I loved the fact that Cora is so spirited. Yes she is somewhat naive and yes she does let her mother push her around a bit but in general, she is a strong young woman. She is determined not to be bullied by what she perceives as antiquated English manners and opinions and she carries her American heritage with pride. Warming to her was easy for me - just I felt the same degree of loath for her mother (and mother-in-law) as I feel for Lady Catherine de Bourgh... if you know what I mean.

This is a lovely book, it is a great escape into a different time and as a romance it works really well without becoming too much.

Read it if: You like historical romances where the Old World meets the New World - where old families meet new money. Read if if you were enchanted by the fairy tale of Prince William and Kate Middleton, Downton Abbey, Gosford Park.

2 Jun 2011

I am Elizabeth Bennett!

I need to share!! :-) Just took the "Which Jane Austen Heroine Are You?" Quiz.
And I am Lizzy Bennett! Very happy with the results, was rather sure I would end up as one of the Dashwoods, though not sure why. And I really like both the Dashwood girls but I LOVE Lizzy. Made my evening.

I am Elizabeth Bennet!

Take the Quiz here!

1 Jun 2011

Willa wants to Read... The book behind the film

So I've seen the film (not knowing that there was a book behind it) and now I want to read the book because as we all know: usually the book is much better than the film :-)

Which books-made-into-films can you recommend?

"Whip It" by Shauna Cross
The film starring Ellen Page and Drew Barrymore (who is also the director) is full of great girlpower girls who rollerskates in derbys that are something of a rollerskating meets fight club thing. Full of cool clothes, great music and fun moments! I have already seen it twice and I absolutely have to read the book.
From amazon.com: Meet Bliss Cavendar, an indie-rock-loving misfit stuck in the tiny town of Bodeen, Texas. Her pageant-addicted mother expects her to compete for the coveted Miss Bluebonnet crown, but Bliss would rather feast on roaches than be subjected to such rhinestone tyranny. Bliss’s escape? Roller Derby. When she discovers a league in nearby Austin, Bliss embarks on an epic journey full of hilarious tattooed girls, delicious boys in bands, and a few not-so-awesome realities even the most hard-core derby chick has to learn.

"The Lion, The Witch and the Wardrobe" by C.S. Lewis
I know, I know... I really should have read this one before watching the movie.
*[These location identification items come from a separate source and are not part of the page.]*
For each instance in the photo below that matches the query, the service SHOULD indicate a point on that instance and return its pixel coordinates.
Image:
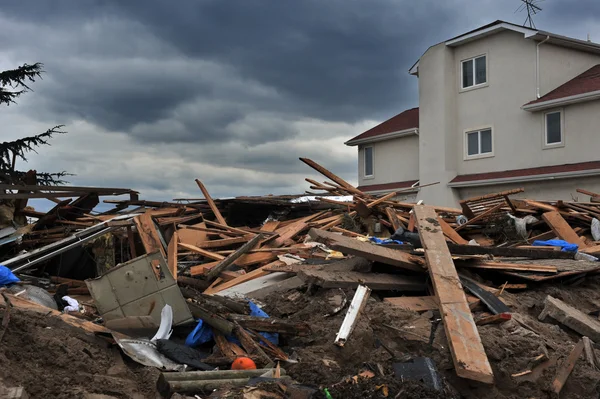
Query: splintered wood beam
(377, 281)
(347, 186)
(451, 233)
(567, 367)
(148, 234)
(481, 216)
(172, 255)
(394, 219)
(366, 250)
(211, 203)
(561, 228)
(273, 325)
(225, 242)
(203, 252)
(228, 261)
(470, 360)
(361, 296)
(511, 267)
(242, 279)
Sorry.
From amazon.com: Peter, Susan, Edmund and Lucy are evacuated to a house during the war wherein lives a vague professor. Left much to their own devices, they find a way into another world - Narnia - and discover Aslan, the lion king in hiding.

"Thank You for Smoking" by Christopher Buckley
Great movie - heard the book is fun. From amazon.com: "Nick Naylor had been called most things since becoming chief spokesman for the Academy of Tobacco Studies, but until now no one had actually compared him to Satan." So begins the adventures of this protagonist, a shamelessly slimy yuppie and PR flack par excellence for the tobacco industry. The story, such as it is, consists of Naylor's attempts to prop up his failing corporate star by expanding his defense of the evil weed. Working the airwaves, he engineers successful, hysterical appearances on Oprah and Larry King , after which he's kidnapped by anti-tobacco terrorists who attempt to murder him by plastering his body with nicotine patches.